A wolf led Mirko Häse to the Berlin Charité. That’s the name of the disease that threatens the 46-year-old’s life: systemic lupus erythematosus. Lupus is Latin for wolf. The name probably comes from the fact that the marks that this disease can leave on the skin used to remind people of the scar from a wolf bite.
The wolf is treacherous: Three years ago, Häse’s body began to recognize an enemy within itself.
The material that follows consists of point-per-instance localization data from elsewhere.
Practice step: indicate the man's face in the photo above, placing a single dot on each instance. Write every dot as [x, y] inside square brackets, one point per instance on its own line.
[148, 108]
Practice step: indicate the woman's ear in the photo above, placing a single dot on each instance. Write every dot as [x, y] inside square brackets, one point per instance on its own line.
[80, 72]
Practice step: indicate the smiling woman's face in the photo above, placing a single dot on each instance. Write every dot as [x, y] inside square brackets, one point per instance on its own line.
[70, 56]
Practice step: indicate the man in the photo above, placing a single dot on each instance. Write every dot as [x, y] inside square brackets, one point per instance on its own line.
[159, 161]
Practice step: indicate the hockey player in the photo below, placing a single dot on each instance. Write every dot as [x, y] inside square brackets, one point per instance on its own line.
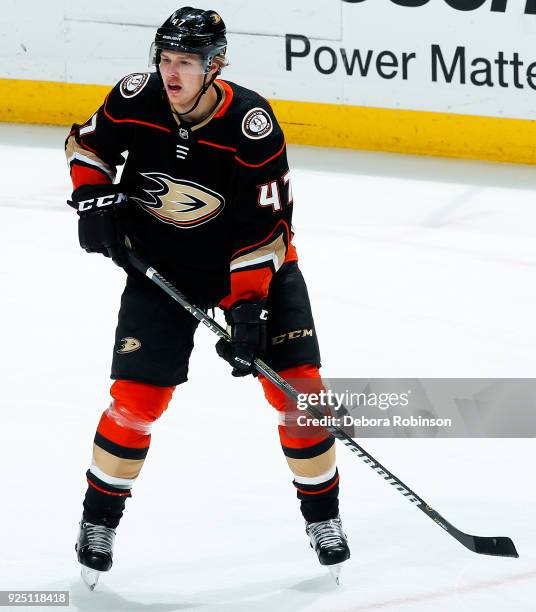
[206, 195]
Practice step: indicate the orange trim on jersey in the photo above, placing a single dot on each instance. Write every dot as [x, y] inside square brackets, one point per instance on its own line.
[82, 175]
[241, 161]
[250, 285]
[91, 484]
[229, 95]
[86, 146]
[213, 144]
[292, 254]
[137, 121]
[321, 490]
[251, 246]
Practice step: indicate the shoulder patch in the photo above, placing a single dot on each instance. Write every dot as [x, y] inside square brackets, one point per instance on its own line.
[257, 123]
[132, 84]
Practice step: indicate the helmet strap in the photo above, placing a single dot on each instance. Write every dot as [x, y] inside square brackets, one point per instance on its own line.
[202, 92]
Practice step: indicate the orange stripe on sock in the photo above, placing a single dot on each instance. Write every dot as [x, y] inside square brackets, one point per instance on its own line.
[322, 490]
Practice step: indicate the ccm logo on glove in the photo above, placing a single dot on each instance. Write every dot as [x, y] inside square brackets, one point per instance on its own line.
[101, 201]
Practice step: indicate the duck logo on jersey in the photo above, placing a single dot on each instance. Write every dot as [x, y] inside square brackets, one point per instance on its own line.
[129, 345]
[178, 202]
[132, 84]
[257, 124]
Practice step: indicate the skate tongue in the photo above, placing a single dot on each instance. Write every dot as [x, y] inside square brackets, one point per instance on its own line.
[335, 571]
[90, 577]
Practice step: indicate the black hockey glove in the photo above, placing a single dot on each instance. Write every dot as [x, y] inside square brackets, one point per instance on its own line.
[100, 227]
[248, 336]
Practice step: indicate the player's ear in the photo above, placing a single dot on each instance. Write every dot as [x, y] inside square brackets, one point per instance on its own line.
[214, 69]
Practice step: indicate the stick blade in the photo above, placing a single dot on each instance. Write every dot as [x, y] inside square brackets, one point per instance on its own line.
[498, 547]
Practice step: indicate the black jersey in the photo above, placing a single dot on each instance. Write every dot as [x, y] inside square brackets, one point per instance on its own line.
[209, 203]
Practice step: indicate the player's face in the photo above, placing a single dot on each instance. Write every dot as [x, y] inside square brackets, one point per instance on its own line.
[183, 75]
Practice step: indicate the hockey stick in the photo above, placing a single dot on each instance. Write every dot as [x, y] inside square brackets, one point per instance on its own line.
[500, 546]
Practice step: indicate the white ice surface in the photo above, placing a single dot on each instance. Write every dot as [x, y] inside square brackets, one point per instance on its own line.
[416, 267]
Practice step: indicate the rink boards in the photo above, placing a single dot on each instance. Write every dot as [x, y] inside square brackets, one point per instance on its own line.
[438, 77]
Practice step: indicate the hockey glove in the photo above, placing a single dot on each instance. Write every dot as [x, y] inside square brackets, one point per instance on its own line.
[247, 321]
[100, 227]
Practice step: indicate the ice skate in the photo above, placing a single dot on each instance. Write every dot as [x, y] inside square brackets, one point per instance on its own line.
[330, 544]
[95, 551]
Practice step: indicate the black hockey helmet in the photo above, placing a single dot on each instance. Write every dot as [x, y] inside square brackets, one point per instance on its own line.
[190, 30]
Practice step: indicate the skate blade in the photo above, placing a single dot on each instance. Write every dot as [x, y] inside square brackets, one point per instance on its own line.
[335, 571]
[90, 577]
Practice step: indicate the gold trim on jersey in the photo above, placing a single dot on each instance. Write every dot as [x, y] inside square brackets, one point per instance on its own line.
[116, 466]
[315, 466]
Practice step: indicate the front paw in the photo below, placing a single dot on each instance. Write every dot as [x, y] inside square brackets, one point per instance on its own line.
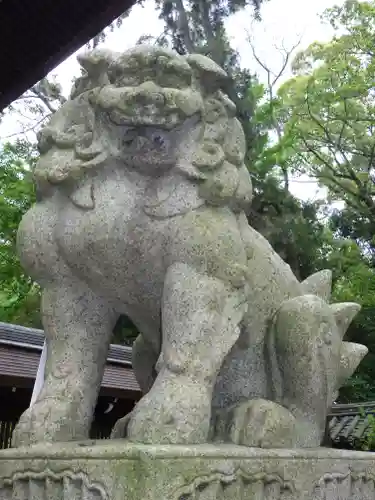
[258, 423]
[49, 421]
[175, 411]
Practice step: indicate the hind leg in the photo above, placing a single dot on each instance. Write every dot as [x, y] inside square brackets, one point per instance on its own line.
[200, 315]
[304, 348]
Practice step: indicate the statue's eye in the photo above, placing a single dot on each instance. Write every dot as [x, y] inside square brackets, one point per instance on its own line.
[158, 140]
[129, 137]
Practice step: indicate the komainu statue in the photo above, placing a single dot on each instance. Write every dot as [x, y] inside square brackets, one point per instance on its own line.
[142, 195]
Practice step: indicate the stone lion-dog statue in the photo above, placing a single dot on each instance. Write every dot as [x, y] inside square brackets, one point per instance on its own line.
[142, 197]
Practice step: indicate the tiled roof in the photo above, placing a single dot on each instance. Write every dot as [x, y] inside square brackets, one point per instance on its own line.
[30, 338]
[20, 350]
[349, 423]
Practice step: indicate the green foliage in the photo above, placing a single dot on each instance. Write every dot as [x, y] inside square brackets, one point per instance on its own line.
[19, 296]
[328, 107]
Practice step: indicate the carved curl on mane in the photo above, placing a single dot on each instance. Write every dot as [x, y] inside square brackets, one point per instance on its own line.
[151, 86]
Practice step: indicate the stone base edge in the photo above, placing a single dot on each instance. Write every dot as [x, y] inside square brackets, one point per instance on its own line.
[117, 470]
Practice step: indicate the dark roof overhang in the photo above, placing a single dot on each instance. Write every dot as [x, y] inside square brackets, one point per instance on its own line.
[37, 36]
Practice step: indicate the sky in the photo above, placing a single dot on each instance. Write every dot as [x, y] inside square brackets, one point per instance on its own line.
[284, 23]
The patient had no chance of escaping the suffering and the associated pain. The reason for the outbreak of his illness is probably a gene mutation, which is triggered by a viral infection.
“Systemic lupus causes the immune system to see invaders in the dead cells of its own body. It tries to destroy them with an inflammatory reaction,” says Gerhard Krönke, head of rheumatology and clinical immunology at the Charité, which also involves people Autoimmune diseases such as systemic lupus are treated.
It is a dangerous battle that the immune system is waging, because the harder it tries to defeat the supposed enemy, the more greedily the disease spreads. Lupus attacks muscles, joints, the nervous system and, in severe cases, organs, sometimes the heart, often the kidneys. “If the kidneys are affected, it becomes serious,” says Krönke. “In the past, such people often had worse prognoses than cancer patients.” Mirko Häse’s illness also caused chronic kidney inflammation.
The field of immunology has now developed numerous medications, so-called biologics, that suppress the immune system’s barrage of fire against the body. But the patient Häse’s immune cells keep going on the offensive despite the medication; They achieve breakthroughs that can only be stopped with high doses of cortisone. The disease pitilessly turns the body against itself. A cure? For a long time it was considered impossible.
But research has made great progress in recent years.